1

I modified one of JCStress examples:

@JCStressTest
@Outcome(id = "0, 0", expect = ACCEPTABLE, desc = "Doing both reads early.")
@Outcome(id = "1, 1", expect = ACCEPTABLE, desc = "Doing both reads late.")
@Outcome(id = "1, 0", expect = ACCEPTABLE, desc = "First is visible but not second.")
@Outcome(id = "0, 1", expect = ACCEPTABLE_INTERESTING, desc = "Second is visible but not first.")
@State
public class Reordering {
    int first;
    int second;

    @Actor
    public void actor1() {
        first = 1;
        second = 1;
    }

    @Actor
    public void actor2(II_Result r) {
        r.r2 = second;
        r.r1 = first;
    }
}

which gave me the following result:

RESULT SAMPLES FREQ EXPECT DESCRIPTION
0, 0 737,822,067 26.75% Acceptable Doing both reads early.
0, 1 1,838,578 0.07% Interesting Second is visible but not first.
1, 0 13,081,701 0.47% Acceptable First is visible but not second.
1, 1 2,005,604,406 72.71% Acceptable Doing both reads late.

The Acceptable results are easy to understand but I have some questions regarding the Interesting outcome.
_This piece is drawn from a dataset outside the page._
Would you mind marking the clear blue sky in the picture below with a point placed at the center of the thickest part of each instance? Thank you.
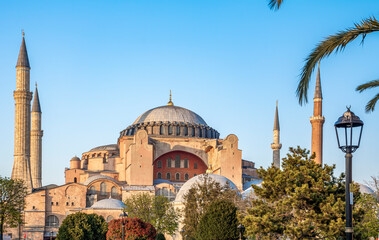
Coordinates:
(100, 64)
From what I understood, JVM can optimize the code and change the order of instructions meaning the first function could roughly be translated to:

public void actor1() {
    second = 1;
    first = 1;
}

which could explain why the Interesting result was achieved. My question is: is it possible that the Interesting result was achieved not due to the code reordering done by JVM but rather by "caching" the first and not making it visible to the thread running actor2 method since the field was not a volatile one? By caching I am talking about storing it in the CPU register/store buffer and making it not visible to the other thread.

Piotr Michalczyk
  • 249
  • 1
  • 13

1 Answers1

0

On the X86 stores can't be reordered with other stores and loads can't be reordered with other loads (only an older store and a newer load to a different address can be reordered). So if the compiler would not mess up the order, then on the X86 this can't fail. This is because of the strong memory model of X86: TSO (Total Store Order).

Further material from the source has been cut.